Durante esses dias de irmandade, muita conversa rolou. Sobre nossas vidas, sonhos, objetivos alcançados, o preço que se paga para atingir algumas metas... e o futuro: o que fazer para aproveitar o oxigênio que ainda temos no alto da montanha de realizações profissionais?

A continuação desse último tema ficou para minha viagem seguinte ao Japão.

Mas quando comecei a planejar essa nova viagem, senti que havia alguma coisa estranha. Não conseguia falar com Tezuka-San por telefone nem marcar encontro com ele. Suas secretárias, seus diretores davam as mais variadas e polidas desculpas, mas nada de informações concretas.

Quando cheguei a Tóquio para outros contatos comerciais, já havia desistido de me avistar com Tezuka-San.
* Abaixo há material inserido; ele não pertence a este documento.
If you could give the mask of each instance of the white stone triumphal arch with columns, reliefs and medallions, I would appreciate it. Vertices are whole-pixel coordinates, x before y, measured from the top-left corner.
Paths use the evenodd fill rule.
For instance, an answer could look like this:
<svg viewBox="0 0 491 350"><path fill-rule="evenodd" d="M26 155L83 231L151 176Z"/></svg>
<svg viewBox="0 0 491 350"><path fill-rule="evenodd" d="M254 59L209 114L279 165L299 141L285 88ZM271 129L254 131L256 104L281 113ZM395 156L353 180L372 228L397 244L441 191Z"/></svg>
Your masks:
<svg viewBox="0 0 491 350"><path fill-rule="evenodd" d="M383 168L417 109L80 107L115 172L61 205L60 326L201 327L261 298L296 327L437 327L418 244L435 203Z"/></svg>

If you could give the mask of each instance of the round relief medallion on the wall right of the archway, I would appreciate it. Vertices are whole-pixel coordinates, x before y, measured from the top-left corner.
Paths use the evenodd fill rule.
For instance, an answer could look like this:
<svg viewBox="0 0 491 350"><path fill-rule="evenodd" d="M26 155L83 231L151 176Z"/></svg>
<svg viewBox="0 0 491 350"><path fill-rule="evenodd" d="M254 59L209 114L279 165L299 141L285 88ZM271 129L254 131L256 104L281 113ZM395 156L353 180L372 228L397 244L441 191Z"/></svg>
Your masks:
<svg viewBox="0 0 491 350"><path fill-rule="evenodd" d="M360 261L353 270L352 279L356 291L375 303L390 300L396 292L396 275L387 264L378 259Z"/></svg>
Mas fui surpreendido por um inesperado telefonema de um assistente seu. Tezuka-San poderia se encontrar comigo num salão do Hotel New-Otani naquela tarde durante algum tempo. Estranhei um pouco a forma, mas fiquei supersatisfeito com a possibilidade de rever o amigo. E fui ao seu encontro acompanhado de uma intérprete.

Quando cheguei percebi, instantaneamente, o porquê dos “mistérios”. Tezuka-San já estava muito mal, maltratado por um câncer, abatido, magro. Mas com poucos minutos de conversa, sua aparência que me assustou e entristeceu foi esquecida. Sua lucidez, energia, vontade estavam todas ali, intocadas. E principalmente para me passarem conselhos e orientação. Contou-me de problemas que teve com sua empresa, em certas épocas. E me falou dos cuidados que eu deveria ter no meu estúdio para não repetir seus erros.

Mostrava-se triste com a onda de histórias em quadrinhos e desenhos animados cheios de violência que varriam o mundo a partir do Japão. E sentia-se meio responsável por isso. Afinal, suas produções e estúdios foram verdadeiras escolas para milhares de desenhistas e animadores japoneses.

Fazia questão de falar das suas últimas produções, já mais poéticas e humanistas. Ao contrário das primitivas.

E finalmente insistia que a vida não é só trabalho, como tinha sido com ele desde o início. Sugeria que eu não me escravizasse, como ele, que ficava dias e noites terminando um filme ou um livro sem se lembrar de voltar para casa ou para a família.

Arrependia-se. Mas o tempo já tinha passado. Via em mim uma eventual continuação corrigida das coisas que ele pretendia fazer. Inclusive uma co-produção onde seus personagens se misturariam com a Turma da Mônica. Assim que ele melhorasse um pouco, trataríamos desse projeto.

Falou... falou... até que senti que ele precisava descansar. Seu acompanhante, diretor da Tezuka Productions, conduziu-o de volta para o hospital de onde ele tinha fugido só para nossa conversa.

A tecnologia e a medicina não conseguiram reverter o processo. E por mais que o “Kimba” Tezuka lutasse, a moléstia venceu.

Recebi a notícia logo que cheguei ao Brasil.

E ainda hoje, quando me lembro do meu “irmão” Tezuka-San, sinto duas emoções: uma de tristeza por ele não estar mais aqui (valendo um nó na garganta) e outra de agradecimento pelo privilégio de tê-lo conhecido e de ter recebido dele a energia dos seus conhecimentos e da sua amizade.